ACHIEVING EXPLAINABILITY IN A VISUAL HARD ATTENTION MODEL THROUGH CONTENT PREDICTION

Abstract

A visual hard attention model actively selects and observes a sequence of subregions in an image to make a prediction. Unlike in the deep convolution network, in hard attention it is explainable which regions of the image contributed to the prediction. However, the attention policy used by the model to select these regions is not explainable. The majority of hard attention models determine the attention-worthy regions by first analyzing a complete image. However, it may be the case that the entire image is not available in the beginning but instead sensed gradually through a series of partial observations. In this paper, we design an efficient hard attention model for classifying partially observable scenes. The attention policy used by our model is explainable and non-parametric. The model estimates expected information gain (EIG) obtained from attending various regions by predicting their content ahead of time. It compares EIG using Bayesian Optimal Experiment Design and attends to the region with maximum EIG. We train our model with a differentiable objective, optimized using gradient descent, and test it on several datasets.
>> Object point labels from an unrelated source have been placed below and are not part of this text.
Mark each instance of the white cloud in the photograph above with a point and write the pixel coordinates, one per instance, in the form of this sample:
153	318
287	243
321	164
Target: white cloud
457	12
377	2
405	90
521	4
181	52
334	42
The performance of our model is comparable to or better than the baseline models.

1. INTRODUCTION

Though deep convolution networks achieve state of the art performance on the image classification task, it is difficult to explain which input regions affected the output. A technique called visual hard attention provides this explanation by design. The hard attention model sequentially attends small but informative subregions of the input called glimpses to make predictions. While the attention mechanism explains the task-specific decisions, the attention policies learned by the model remain unexplainable. For example, one cannot explain the attention policy of a caption generation model that correctly predicts the word 'frisbee' while looking at a region far from an actual frisbee (Xu et al. (2015) ). The majority of hard attention models first analyze a complete image to locate the task-relevant subregions and then attend to these locations to make predictions (Ba et al. (2014) ; Elsayed et al. ( 2019)). However, in practice, we often do not have access to the entire scene, and we gradually attend to the important subregions to collect task-specific information. At each step in the process, we decide the next attention-worthy location based on the partial observations collected so far. The explainable attention policies are more desirable under such partial observability. Mnih et al. (2014) presents a model that functions under partial observability but their attention policies are not explainable. They train their model with the REINFORCE algorithm (Williams (1992)), which is challenging to optimize. Moreover, the model's performance is affected adversely if the parameterization of the attention policy is not optimal. For example, an object classification model with unimodal Gaussian policy learns to attend the background region in the middle of the two objects (Sermanet et al. (2014) ).

Pioneering work by

This paper develops a hard-attention model with an explainable attention policy for classifying images through a series of partial observations. We formulate the problem of hard attention as a Bayesian Optimal Experiment Design (BOED). A recurrent model finds an optimal location that gains maximum expected information about the class label and attends to this location. To estimate expected information gain (EIG) under partial observability, the model predicts content of the un-